Even our sympathy with the grief or joy of another, before we are
informed of the cause of either, is always extremely imperfect. General
lamentations, which express nothing but the anguish of the sufferer,
create rather a curiosity to inquire into his situation, along with some
disposition to sympathize with him, than any actual sympathy that is
very sensible. The first question which we ask is, What has befallen
you? Till this be answered, though we are uneasy both from the vague
idea of his misfortune and still more from torturing ourselves with
conjectures about what it may be, yet our fellow-feeling is not very
considerable.

Sympathy, therefore, does not arise so much from the view of the passion
as from that of the situation which excites it. We sometimes feel for
another a passion of which he himself seems to be altogether incapable,
because, when we put ourselves in his case, that passion arises in our
breast from the imagination, though it does not in his from the reality.
We blush for the impudence and rudeness of another, though he himself
appears to have no sense of the impropriety of his own behavior, because
we cannot help feeling with what confusion we ourselves should be
covered, had we behaved in so absurd a manner.
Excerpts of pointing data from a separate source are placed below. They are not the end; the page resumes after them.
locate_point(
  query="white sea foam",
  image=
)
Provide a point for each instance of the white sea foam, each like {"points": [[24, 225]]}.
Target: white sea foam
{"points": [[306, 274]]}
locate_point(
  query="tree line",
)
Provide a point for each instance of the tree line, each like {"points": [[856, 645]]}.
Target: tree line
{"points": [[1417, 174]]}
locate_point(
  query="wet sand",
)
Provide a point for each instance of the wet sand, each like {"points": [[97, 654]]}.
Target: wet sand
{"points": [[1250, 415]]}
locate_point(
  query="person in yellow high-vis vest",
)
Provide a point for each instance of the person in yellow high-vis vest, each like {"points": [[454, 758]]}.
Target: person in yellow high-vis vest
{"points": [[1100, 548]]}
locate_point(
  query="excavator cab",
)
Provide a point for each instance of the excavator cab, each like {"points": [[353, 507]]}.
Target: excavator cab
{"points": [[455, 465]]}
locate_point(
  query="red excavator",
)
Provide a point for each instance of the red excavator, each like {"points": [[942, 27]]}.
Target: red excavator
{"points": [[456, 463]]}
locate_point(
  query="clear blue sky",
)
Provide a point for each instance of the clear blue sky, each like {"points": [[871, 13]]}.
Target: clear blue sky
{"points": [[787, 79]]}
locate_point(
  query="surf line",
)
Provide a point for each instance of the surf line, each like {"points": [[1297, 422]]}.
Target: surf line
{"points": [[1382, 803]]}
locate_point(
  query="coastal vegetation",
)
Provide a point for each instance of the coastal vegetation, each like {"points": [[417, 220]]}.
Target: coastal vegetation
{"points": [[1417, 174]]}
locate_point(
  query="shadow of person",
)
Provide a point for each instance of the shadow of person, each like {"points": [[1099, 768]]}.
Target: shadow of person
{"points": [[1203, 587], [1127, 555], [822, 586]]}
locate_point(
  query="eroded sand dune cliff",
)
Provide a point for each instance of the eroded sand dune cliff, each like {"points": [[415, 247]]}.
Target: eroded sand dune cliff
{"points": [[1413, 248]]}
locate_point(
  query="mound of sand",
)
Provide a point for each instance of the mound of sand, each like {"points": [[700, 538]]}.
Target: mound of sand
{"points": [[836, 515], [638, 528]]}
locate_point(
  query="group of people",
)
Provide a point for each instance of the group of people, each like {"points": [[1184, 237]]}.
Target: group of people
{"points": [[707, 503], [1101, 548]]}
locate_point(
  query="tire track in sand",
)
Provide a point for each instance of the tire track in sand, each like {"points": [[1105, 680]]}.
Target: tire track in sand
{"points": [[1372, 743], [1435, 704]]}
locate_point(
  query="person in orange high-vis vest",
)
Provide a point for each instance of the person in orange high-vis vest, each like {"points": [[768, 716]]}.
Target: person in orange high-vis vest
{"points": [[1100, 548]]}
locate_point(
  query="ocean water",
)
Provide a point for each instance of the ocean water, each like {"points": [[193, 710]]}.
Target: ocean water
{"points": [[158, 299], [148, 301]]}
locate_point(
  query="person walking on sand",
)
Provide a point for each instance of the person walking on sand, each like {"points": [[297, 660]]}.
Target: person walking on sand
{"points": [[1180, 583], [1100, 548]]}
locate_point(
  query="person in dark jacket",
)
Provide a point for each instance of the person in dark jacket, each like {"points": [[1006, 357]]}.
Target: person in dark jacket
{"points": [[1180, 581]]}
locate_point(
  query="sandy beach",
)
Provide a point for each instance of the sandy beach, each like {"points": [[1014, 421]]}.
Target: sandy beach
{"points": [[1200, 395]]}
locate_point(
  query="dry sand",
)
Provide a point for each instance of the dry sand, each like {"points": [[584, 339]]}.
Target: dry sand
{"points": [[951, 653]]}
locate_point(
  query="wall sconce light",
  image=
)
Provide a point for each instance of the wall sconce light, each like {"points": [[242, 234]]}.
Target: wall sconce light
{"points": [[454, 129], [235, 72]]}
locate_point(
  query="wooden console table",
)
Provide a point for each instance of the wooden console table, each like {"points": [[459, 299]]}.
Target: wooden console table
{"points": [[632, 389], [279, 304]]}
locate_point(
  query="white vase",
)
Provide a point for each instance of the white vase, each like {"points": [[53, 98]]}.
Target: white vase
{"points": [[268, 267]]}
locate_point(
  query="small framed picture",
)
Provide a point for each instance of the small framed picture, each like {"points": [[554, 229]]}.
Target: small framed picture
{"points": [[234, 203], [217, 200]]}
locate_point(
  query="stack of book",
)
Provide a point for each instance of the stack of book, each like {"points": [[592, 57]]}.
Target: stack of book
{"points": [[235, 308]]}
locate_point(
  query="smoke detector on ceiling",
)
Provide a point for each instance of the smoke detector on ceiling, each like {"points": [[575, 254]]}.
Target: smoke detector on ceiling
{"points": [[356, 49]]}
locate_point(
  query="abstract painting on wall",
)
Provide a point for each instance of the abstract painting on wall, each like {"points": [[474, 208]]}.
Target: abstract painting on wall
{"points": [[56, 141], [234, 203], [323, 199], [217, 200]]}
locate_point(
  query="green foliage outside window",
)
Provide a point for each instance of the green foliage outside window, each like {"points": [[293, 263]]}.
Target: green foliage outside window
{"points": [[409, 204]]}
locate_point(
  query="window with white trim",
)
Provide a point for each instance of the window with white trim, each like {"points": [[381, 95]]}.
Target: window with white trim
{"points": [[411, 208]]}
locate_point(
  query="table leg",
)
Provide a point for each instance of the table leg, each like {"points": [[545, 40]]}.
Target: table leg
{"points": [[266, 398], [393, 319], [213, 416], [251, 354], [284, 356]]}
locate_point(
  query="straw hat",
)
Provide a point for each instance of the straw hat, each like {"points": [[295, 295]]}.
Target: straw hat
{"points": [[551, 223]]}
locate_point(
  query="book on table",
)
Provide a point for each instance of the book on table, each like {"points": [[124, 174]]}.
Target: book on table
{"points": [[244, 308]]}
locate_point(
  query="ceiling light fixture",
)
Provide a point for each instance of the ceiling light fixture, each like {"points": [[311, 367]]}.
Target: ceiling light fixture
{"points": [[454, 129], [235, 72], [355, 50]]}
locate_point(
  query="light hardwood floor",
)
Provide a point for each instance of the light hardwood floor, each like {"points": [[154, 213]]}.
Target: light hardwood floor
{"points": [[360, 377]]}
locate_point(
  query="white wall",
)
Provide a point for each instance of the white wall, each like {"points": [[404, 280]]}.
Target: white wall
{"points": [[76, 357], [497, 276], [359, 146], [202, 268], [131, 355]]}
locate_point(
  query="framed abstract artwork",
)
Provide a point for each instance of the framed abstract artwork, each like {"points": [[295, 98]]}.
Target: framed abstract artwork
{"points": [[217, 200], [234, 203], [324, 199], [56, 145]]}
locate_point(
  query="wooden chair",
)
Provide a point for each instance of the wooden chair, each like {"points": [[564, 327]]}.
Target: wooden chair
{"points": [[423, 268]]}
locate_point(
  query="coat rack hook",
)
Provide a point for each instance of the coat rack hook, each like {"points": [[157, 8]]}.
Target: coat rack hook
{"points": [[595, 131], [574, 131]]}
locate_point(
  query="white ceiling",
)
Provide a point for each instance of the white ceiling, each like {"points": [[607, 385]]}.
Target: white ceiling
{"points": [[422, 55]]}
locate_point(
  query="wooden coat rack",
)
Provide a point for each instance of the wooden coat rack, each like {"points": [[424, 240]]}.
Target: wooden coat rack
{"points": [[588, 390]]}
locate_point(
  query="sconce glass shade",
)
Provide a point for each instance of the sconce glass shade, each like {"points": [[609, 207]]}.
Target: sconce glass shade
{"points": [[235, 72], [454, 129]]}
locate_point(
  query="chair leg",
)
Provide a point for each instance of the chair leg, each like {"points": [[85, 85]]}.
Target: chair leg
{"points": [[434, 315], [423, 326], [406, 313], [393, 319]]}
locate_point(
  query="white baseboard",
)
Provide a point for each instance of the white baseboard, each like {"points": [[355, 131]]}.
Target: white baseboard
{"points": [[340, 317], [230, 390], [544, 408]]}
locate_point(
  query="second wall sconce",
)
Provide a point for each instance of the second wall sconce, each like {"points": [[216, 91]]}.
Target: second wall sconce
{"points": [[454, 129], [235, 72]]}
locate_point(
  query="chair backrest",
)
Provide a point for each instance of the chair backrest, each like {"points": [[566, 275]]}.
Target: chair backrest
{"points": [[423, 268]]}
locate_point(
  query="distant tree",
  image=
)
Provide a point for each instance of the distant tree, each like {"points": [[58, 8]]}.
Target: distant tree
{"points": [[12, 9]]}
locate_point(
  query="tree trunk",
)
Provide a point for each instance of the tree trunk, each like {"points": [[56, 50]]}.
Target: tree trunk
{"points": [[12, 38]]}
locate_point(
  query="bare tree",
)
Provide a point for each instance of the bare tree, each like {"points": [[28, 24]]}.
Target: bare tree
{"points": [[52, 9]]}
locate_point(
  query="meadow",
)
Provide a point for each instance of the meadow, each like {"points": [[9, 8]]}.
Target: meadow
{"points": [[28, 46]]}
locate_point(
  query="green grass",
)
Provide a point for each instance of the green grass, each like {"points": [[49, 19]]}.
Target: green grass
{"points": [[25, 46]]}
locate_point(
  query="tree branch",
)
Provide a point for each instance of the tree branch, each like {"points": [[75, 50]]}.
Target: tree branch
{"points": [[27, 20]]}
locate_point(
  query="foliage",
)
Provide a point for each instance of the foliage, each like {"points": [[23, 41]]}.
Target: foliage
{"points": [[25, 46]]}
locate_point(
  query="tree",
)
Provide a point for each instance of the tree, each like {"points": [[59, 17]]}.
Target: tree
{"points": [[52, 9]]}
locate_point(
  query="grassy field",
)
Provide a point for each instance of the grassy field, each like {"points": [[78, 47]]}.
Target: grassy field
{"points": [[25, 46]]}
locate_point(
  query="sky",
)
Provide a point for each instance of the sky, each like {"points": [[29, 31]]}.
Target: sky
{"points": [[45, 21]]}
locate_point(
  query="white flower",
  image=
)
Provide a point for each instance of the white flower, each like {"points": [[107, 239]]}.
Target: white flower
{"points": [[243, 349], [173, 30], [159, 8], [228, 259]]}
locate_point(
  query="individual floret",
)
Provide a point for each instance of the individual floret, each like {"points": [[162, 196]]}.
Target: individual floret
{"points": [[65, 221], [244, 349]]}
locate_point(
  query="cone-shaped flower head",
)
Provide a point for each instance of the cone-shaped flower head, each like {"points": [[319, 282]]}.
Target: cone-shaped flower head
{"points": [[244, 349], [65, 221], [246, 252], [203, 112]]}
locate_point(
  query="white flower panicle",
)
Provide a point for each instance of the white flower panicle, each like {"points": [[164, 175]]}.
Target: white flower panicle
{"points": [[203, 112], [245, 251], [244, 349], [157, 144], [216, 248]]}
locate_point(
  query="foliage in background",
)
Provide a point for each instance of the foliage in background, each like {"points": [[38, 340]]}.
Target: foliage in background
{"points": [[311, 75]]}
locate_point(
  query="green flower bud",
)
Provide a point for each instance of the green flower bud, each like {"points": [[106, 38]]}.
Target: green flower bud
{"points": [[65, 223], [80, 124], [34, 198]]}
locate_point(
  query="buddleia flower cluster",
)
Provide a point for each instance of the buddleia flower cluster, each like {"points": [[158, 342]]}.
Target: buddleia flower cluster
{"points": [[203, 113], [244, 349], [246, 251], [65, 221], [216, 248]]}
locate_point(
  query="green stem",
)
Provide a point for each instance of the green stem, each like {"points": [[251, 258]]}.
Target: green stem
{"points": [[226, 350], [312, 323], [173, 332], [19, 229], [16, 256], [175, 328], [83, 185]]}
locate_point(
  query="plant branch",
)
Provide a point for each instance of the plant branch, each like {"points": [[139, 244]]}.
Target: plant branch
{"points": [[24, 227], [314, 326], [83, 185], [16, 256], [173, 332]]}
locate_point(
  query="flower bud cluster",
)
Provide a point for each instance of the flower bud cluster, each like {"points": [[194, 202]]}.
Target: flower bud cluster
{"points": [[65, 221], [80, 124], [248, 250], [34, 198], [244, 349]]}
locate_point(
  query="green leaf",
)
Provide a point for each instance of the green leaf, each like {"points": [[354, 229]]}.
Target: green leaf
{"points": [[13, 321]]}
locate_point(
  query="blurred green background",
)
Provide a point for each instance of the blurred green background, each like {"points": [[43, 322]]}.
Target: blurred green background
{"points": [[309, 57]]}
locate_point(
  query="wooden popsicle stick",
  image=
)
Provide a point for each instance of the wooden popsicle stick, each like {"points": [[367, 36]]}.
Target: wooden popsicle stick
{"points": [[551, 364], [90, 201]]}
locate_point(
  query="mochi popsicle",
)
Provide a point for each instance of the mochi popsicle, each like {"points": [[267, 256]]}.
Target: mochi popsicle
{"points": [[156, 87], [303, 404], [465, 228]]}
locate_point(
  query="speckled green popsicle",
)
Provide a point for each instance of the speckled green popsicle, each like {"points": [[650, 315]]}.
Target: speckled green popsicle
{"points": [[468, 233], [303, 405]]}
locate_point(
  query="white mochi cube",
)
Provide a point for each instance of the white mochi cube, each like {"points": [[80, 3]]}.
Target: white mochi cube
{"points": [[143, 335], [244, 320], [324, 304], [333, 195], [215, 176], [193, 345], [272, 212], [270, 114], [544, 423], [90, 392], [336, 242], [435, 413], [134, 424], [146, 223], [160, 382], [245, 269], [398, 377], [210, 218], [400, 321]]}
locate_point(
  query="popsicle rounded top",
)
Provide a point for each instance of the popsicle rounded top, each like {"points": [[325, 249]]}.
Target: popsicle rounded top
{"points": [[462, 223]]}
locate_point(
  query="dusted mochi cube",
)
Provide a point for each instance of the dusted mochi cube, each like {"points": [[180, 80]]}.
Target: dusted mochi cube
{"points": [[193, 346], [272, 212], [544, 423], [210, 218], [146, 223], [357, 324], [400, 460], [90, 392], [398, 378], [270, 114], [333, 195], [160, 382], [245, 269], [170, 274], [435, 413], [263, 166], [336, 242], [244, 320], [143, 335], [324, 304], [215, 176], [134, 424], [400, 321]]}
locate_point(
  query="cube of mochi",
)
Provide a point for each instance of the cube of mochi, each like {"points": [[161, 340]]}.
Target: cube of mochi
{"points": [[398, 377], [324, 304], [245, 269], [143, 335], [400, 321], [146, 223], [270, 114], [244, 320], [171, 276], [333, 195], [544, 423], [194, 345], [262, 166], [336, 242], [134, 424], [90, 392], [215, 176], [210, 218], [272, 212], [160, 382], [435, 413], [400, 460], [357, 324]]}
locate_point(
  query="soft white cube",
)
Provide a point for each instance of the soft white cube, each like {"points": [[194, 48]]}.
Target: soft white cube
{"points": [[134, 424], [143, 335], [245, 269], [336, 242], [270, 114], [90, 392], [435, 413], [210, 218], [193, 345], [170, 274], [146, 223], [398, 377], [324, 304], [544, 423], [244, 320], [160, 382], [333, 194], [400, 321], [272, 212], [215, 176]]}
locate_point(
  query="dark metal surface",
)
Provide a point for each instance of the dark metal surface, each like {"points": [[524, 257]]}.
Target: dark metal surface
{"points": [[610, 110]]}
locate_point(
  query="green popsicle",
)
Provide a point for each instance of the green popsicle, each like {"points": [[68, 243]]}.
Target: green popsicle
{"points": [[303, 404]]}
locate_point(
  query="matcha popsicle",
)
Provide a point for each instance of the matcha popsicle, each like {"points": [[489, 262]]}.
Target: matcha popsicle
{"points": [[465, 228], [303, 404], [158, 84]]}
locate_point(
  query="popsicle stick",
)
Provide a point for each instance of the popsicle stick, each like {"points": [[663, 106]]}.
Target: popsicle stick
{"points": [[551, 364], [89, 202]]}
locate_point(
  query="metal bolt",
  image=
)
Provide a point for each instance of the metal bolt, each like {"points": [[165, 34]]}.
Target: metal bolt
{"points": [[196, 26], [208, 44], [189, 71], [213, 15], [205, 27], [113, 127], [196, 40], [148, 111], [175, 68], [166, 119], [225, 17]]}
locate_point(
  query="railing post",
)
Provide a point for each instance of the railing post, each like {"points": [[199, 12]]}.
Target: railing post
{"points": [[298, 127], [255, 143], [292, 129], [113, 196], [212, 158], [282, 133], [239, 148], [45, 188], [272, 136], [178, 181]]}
Of all the calamities to which the condition of mortality exposes
mankind, the loss of reason appears, to those who have the least spark
of humanity, by far the most dreadful; and they behold that last stage
of human wretchedness with deeper commiseration than any other. But the
poor wretch who is in it laughs and sings, perhaps, and is altogether
insensible to his own misery. The anguish which humanity feels,
therefore, at the sight of such an object cannot be the reflection of
any sentiment of the sufferer. The compassion of the spectator must
arise altogether from the consideration of what he himself would feel if
he was reduced to the same unhappy situation, and, what perhaps is
impossible, was at the same time able to regard it with his present
reason and judgment.

What are the pangs of a mother when she hears the meanings of her
infant, that, during the agony of disease, cannot express what it feels?
In her idea of what it suffers, she joins to its real helplessness her
own consciousness of that helplessness and her own terrors for the
unknown consequences of its disorder; and, out of all these, forms for
her own sorrow the most complete image of misery and distress. The
infant, however, feels only the uneasiness of the present instant, which
can never be great. With regard to the future it is perfectly secure in
its thoughtlessness and want of anxiety, the great tormentors of the
human breast, from which reason and philosophy will in vain attempt to
defend it when it grows up to a man.

But whatever may be the cause of sympathy, or however it may be excited,
nothing pleases us more than to observe in other men a fellow-feeling
with all the emotions of our own breast; nor are we ever so much shocked
as by the appearance of the contrary. Those who are fond of deducing all
our sentiments from certain refinements of self-love think themselves at
no loss to account, according to their own principles, both for this
pleasure and for this pain. Man, say they, conscious of his own weakness
and of the need which he has for the assistance of others, rejoices
whenever he observes that they adopt his own passions because he is then
assured of that assistance and grieves whenever he observes the
contrary, because he is then assured of their opposition. But both the
pleasure and the pain are always felt so instantaneously, and often upon
such frivolous occasions, that it seems evident that neither of them can
be derived from any such self-interested consideration. A man is
mortified when, after having endeavored to divert the company, he looks
round and sees that nobody laughs at his jests but himself. On the
contrary, the mirth of the company is highly agreeable to him and he
regards this correspondence of their sentiments with his own as the
greatest applause.


5. Art, Imitation, and Appreciation[150]

The investigation into the psychology of masses, as well as the
experiments on suggestive therapeutics, have proved to how great an
extent mental states may be transmitted from individual to individual by
unconscious imitation of the accompanying movements. The doctrine of
universal sympathy, a clear statement of which was given long ago in the
ethical theory of Adam Smith, has thus acquired a psychological
justification in the modern theories of imitative movement. Contemporary
science has at last learned to appreciate the fundamental importance of
imitation for the development of human culture. And some authors have
even gone so far as to endeavor to deduce all sociological laws from
this one principle. At the same time natural history has begun to pay
more and more attention to the indispensability of imitation for the
full development of instincts, as well as for training in those
activities which are the most necessary in life.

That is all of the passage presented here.